Bab 13: Diskusi Jadwal Studi Lapangan, Waktu Kosong, dan Festival Gaburs

Catatan penulis: materi kuliah yang diberikan oleh Ayumi dan Lee di bagian ini adalah adaptasi dari presentasi yang diberikan oleh Ade Marup Wirasenjaya, seorang pengajar yang bernaung di bawah departemen Hubungan Internasional di Universitas Muhammadiyah Yogyakarta (UMY), dalam format kelas webminar yang diselenggarakan oleh Komunitas Peduli Lingkungan/Keliling INA, yaitu wadah untuk memfasilitasi dialog mengenai pelestarian lingkungan hidup di Indonesia. Saya sangat berterima kasih pada Pak Ade atas materi yang beliau bagikan seputar ketahanan nasional dan lain-lain.

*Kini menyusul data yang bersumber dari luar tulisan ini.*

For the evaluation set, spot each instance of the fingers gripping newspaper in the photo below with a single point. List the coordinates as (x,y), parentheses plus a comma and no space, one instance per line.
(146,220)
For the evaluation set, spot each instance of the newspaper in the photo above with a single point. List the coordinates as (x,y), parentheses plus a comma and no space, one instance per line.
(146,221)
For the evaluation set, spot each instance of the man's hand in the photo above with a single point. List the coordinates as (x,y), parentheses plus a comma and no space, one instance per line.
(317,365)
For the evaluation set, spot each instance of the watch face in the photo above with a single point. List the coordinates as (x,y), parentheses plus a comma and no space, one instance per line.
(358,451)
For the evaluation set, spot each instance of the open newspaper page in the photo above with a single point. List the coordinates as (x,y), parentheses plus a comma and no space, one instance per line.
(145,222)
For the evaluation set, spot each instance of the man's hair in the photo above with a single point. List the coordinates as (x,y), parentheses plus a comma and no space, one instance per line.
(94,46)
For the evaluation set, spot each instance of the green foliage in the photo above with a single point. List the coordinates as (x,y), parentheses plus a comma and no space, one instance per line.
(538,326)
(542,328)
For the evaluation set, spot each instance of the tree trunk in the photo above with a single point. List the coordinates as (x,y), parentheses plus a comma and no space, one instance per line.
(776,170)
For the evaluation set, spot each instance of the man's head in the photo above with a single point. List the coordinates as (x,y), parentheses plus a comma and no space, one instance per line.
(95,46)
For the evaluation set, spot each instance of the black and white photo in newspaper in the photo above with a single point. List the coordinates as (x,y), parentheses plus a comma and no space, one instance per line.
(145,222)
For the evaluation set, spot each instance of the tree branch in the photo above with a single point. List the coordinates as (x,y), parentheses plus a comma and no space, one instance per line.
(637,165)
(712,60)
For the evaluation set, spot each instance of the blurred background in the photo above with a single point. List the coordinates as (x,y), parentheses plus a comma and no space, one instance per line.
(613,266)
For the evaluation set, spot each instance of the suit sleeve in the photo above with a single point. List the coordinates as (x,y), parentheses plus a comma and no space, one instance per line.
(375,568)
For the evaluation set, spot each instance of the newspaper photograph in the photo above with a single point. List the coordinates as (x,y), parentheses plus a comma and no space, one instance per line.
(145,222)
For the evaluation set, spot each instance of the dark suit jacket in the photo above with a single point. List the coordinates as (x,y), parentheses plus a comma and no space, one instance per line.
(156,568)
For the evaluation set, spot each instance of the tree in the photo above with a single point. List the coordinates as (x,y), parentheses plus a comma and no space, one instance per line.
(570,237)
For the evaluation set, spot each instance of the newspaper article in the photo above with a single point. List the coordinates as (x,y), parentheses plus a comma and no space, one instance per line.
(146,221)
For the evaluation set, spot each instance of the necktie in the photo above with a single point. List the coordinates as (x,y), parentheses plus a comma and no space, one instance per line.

Perjalanan dengan bus menuju pusat perkampungan tempat tinggal suku Ayumi, suku Pohon Luar, memakan waktu dua jam. Untungnya, perjalanan tersebut cukup menyenangkan karena Moira dan teman-temannya dapat menikmati pemandangan alam dari balik jendela bus. Bukit Emas terletak di antara dua pegunungan dan musim gugur telah menyulap daun-daun di pepohonan menjadi sewarna batu rubi dan api unggun. Moira menyayangkan dia tidak membawa kanvas untuk melukis warna-warni pepohonan.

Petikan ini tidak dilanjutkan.